Machine Learning: The High Interest Credit Card of Technical Debt https://ai.google/research/pubs/pub43146

It talks about issues you face over the long run (I've experienced some of those). It also provides interesting pointers for further reading, e.g. about "pipeline jungles".

If others have pointers, I'm curious to hear about them as well.

Could that be because of using Jupyter notebook itself? I like Jupyter for data and machine learning 'journalism', but I don't see it as the a proper medium to address the 'last-mile'. The insights driven from Jupyter, in my opinion, are not actionable and well integrated enough. It is becoming a de-facto medium reminding me of shared Excel files.
Could be. Using Jupyter for ML development or even prototyping (as opposed to presentations / demonstration / teaching like the OP — that's where Jupyter really shines) is a red flag.

I see a similar pattern with Pandas: some people use Pandas not because it's the right tool for the job (Pandas has many strengths), but because they're scared of writing comprehension loops and basic data structures. To avoid the CS-y stuff. But without the CS-y stuff, the result ends up a mess of lambdas, weird reindexing and buggy copy/view semantics.

And then "the next guy", the one who's job it is to clean up and productionalize the maverick's output, ends up having to reinvent and fix the entire solution. Basically doing both jobs.

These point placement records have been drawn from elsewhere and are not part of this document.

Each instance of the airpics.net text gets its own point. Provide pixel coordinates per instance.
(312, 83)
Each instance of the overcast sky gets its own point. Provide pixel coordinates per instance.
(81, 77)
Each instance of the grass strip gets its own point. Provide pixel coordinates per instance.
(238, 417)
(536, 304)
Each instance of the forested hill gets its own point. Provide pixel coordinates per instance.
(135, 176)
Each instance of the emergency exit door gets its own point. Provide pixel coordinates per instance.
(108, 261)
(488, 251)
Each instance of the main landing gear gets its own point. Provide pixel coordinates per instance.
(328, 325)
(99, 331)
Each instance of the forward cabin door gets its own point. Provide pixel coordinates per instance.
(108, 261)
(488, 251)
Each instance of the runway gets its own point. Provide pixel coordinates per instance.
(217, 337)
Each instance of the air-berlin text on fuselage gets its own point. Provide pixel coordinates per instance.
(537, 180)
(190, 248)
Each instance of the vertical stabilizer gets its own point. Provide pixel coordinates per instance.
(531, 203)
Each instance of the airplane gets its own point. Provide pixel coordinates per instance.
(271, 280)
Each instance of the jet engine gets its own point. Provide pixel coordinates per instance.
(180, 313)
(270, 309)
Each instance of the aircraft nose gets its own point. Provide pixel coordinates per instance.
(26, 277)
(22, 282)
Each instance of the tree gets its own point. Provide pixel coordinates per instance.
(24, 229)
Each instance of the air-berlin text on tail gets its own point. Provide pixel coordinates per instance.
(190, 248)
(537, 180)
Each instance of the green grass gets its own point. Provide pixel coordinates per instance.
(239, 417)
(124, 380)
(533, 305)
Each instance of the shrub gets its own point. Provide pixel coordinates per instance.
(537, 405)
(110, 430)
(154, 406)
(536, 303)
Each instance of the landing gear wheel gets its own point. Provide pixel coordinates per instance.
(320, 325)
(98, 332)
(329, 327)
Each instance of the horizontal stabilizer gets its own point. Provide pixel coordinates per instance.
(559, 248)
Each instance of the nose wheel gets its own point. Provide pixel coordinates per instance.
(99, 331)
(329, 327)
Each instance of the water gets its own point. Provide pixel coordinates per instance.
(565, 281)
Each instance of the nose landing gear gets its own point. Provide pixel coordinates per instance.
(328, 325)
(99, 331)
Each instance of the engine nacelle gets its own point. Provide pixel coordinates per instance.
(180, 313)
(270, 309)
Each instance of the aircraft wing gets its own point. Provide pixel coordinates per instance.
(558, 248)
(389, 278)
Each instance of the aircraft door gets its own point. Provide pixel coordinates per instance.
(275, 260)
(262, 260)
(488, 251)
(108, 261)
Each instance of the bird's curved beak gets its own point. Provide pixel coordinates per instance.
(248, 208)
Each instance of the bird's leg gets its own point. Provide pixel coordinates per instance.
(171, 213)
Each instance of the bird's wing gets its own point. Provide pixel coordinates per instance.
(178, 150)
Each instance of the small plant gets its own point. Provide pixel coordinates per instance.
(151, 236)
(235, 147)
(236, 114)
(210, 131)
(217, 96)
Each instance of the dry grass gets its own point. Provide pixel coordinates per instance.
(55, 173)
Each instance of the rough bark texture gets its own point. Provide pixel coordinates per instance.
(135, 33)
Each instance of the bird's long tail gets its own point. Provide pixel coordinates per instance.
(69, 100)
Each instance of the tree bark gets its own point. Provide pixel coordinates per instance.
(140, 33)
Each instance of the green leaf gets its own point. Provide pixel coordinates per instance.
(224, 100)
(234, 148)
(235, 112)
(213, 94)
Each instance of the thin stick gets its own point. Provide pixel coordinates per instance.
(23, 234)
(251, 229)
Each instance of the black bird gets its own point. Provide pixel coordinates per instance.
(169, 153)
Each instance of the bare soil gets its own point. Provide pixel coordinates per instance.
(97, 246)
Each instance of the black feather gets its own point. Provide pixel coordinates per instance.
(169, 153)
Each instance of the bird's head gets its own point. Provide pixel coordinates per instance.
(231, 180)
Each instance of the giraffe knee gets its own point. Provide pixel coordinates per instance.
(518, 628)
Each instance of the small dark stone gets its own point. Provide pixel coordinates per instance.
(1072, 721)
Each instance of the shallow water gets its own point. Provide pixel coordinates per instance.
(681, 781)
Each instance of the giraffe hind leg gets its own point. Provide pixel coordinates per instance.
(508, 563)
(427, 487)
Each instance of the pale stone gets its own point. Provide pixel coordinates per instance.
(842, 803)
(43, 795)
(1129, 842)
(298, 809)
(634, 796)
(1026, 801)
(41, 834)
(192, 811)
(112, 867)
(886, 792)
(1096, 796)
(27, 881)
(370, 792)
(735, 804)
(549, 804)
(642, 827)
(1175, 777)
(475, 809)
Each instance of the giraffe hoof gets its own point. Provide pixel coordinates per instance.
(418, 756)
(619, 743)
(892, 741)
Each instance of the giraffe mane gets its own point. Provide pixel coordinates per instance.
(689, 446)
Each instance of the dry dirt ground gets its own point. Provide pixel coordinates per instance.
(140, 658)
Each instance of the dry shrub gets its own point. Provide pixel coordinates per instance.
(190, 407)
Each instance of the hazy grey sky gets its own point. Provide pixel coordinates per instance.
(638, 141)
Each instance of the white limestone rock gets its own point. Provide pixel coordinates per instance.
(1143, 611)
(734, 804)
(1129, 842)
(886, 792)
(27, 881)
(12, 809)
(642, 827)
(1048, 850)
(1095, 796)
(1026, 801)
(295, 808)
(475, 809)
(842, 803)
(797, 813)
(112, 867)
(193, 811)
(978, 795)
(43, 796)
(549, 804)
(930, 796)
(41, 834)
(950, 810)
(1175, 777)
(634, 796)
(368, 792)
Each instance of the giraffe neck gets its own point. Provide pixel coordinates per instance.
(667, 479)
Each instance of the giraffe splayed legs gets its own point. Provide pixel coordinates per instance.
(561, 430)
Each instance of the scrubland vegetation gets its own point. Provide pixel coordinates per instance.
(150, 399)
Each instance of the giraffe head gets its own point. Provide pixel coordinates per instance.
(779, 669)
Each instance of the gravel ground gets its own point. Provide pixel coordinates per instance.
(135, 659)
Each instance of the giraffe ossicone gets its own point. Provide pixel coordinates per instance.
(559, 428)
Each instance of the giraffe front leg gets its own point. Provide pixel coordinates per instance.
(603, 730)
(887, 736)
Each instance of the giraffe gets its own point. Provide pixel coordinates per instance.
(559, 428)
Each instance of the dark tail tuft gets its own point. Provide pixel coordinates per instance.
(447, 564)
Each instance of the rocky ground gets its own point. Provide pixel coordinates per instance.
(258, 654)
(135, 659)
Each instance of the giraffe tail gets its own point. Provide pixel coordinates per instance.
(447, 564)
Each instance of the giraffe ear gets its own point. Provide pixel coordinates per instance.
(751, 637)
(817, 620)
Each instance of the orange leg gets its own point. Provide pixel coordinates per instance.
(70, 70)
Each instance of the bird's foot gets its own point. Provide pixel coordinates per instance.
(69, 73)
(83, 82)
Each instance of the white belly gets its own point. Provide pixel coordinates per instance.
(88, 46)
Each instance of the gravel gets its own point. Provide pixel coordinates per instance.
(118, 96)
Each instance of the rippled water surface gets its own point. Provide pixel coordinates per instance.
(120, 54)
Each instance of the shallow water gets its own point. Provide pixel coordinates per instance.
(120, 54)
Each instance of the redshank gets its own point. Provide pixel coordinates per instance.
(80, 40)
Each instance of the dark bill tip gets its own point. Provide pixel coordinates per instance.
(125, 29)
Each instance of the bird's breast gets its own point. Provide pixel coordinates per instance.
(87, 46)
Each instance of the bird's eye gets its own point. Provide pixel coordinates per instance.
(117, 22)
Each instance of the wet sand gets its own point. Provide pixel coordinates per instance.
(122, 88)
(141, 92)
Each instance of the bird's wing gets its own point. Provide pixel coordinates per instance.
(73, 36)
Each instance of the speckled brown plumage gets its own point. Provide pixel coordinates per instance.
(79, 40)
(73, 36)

How do you suggest prototyping without Jupyter? (in case prototyping means researching an approach)
Yes, Jupyter is for initial exploration. Then you write solid normal production code. Then you might write further notebooks that import that production code and run/visualize metrics and reporting for your client (probably non-technical people).

I had a "data scientist" submit notebooks to us as if we could ship any of that in production. (We fired him.) It's for hacking and blogging, not for production work.